Afterwards, artist Bob Braine will present Estuary Tattoos a project to build awareness of and advance the daylighting of Tibbetts Brook.
Wednesday, May 22, 2019, 6PM
West Harlem
Exact address provided with ticket purchase.
Tickets $350 per person
Alexis Rockman is an artist known for his paintings that provide depictions of future landscapes as they might exist with impacts of climate change, evolution influenced by genetic engineering and the reckless industrial pollution and extraction. He has exhibited his work since 1985, including solo exhibitions at the Brooklyn Museum (2004). The Smithsonian American Art Museum (2010) and an exhibition at the Drawing Center (2013) in collaboration with the filmmaker Ang Lee. His work is in the collections across the US including the Baltimore Museum of Art, the Brooklyn Museum, Guggenheim and the Whitney.
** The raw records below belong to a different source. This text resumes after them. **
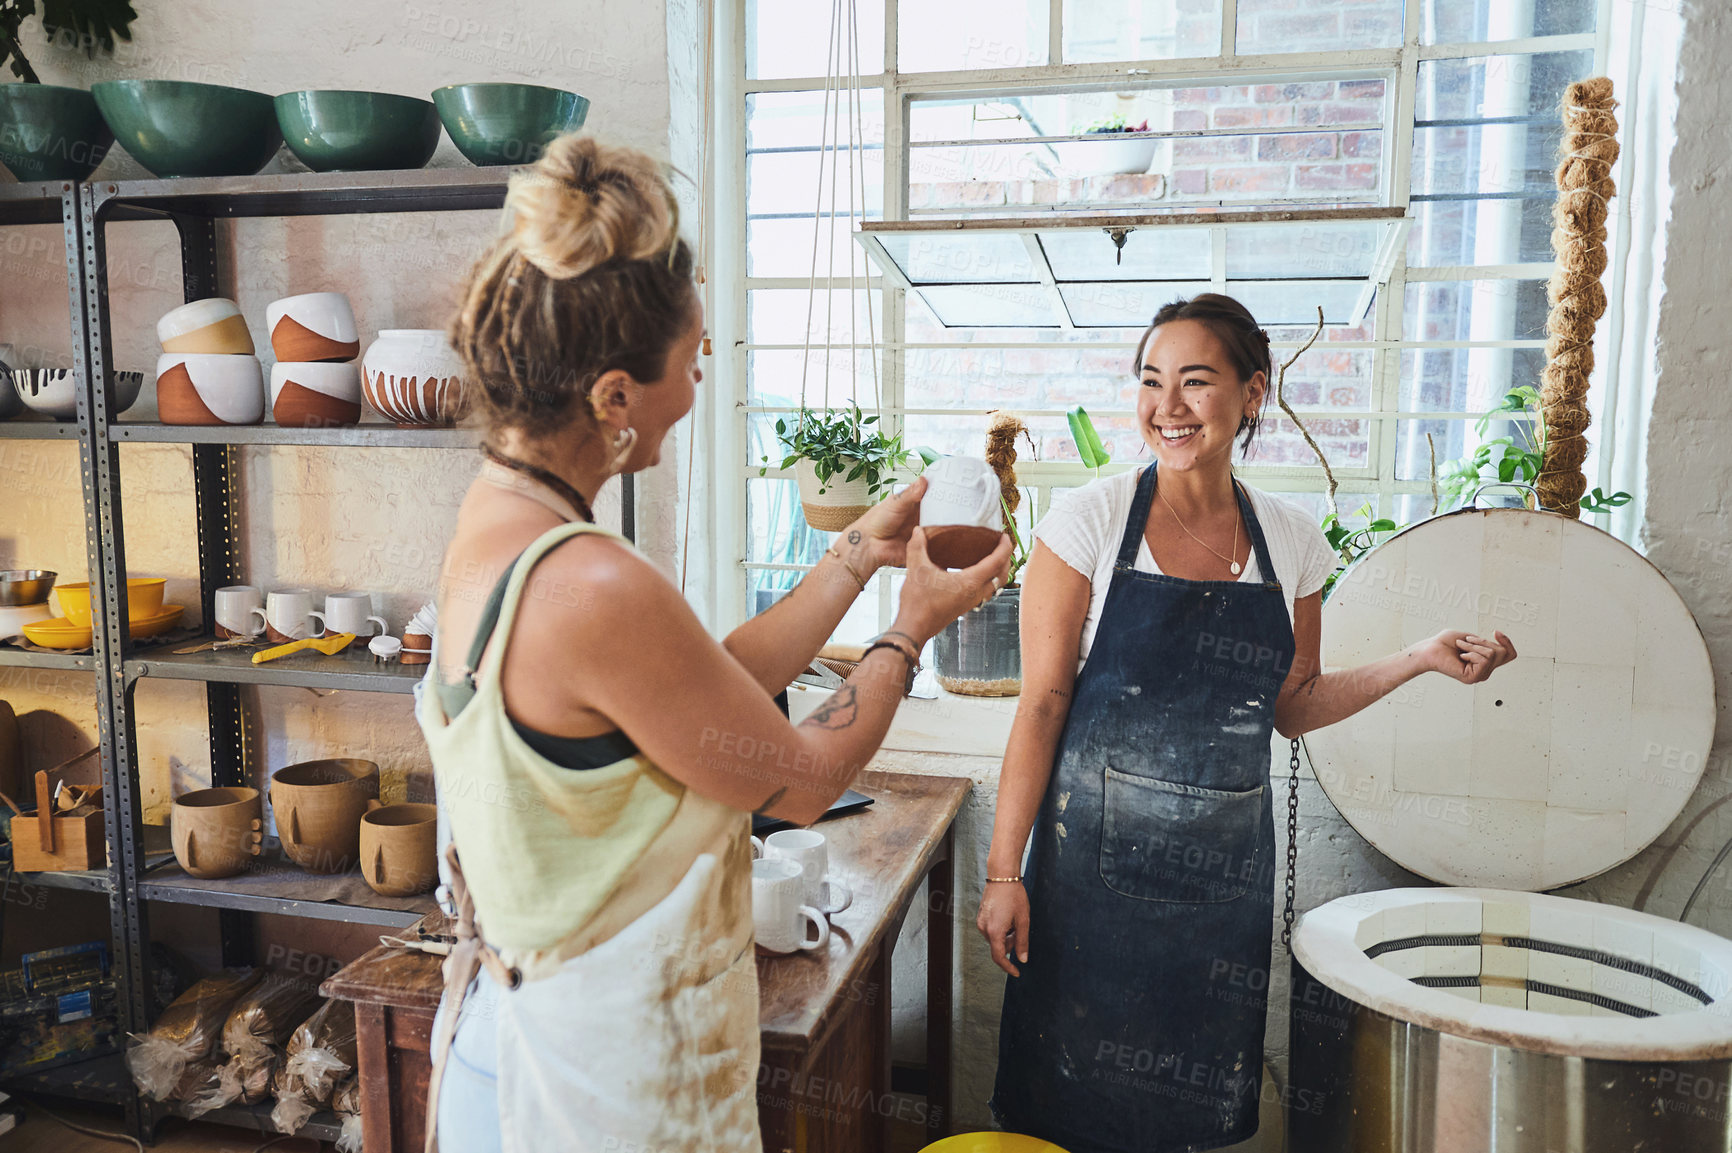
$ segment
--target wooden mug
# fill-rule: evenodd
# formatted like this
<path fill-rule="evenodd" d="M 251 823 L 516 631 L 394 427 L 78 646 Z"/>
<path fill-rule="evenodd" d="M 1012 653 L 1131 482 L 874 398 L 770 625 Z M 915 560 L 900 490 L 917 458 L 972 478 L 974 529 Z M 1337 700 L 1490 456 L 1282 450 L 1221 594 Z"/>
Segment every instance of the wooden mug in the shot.
<path fill-rule="evenodd" d="M 309 873 L 342 873 L 361 851 L 361 817 L 379 799 L 379 766 L 337 757 L 271 774 L 271 812 L 289 860 Z"/>
<path fill-rule="evenodd" d="M 369 805 L 361 818 L 361 876 L 381 897 L 412 897 L 439 880 L 436 805 Z"/>
<path fill-rule="evenodd" d="M 203 880 L 232 877 L 259 855 L 264 807 L 257 789 L 232 785 L 174 799 L 169 817 L 174 859 Z"/>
In 1996 he co-edited Concrete Jungle with Mark Dion, a pop media investigation of death and survival in urban ecosystems.
John Waldman is a professor of Biology at Queens College and was for twenty years was a Senior Scientist at the Hudson River Foundation for the Science and Environmental Research. He received his Ph.D. in 1986 from the Joint Program in Evolutionary Biology between the American Museum of Natural History and the City University of New York, and prior to that an M.S. in Marine and Environmental Sciences from Long Island University. As an aquatic conservation biologist, he has authored more than 100 scientific articles and several popular books, including the inimitable Heartbeats in the Muck. His concern for the watery world sprang from growing up and playing on Long Island Sound in the Bronx.
Bob Braine, is an artist who has traveled extensively in Central and South America, Europe and the US generating photographs, drawings and site-specific interventions based on the fractured utopia of compromised ecosystems. Braine has exhibited in the US at venues such as the Queens Museum of Art (Crossing the Line) and PS1 (Greater NY). In Europe he has worked extensively with the Gallery for Landscape Art in Hamburg, Germany. His exhibitions in Europe include Hamburger Kunsthalle (Fieldwork), Kunstverien in Hamburg (Mapping a City), Al Almere, The Netherlands (From Reality to Fantasy), Kunsthalle Wien, Karlsplatz, Vienna (Get Together, Art as Teamwork), and Villa Medici, Rome (La Memoire-99).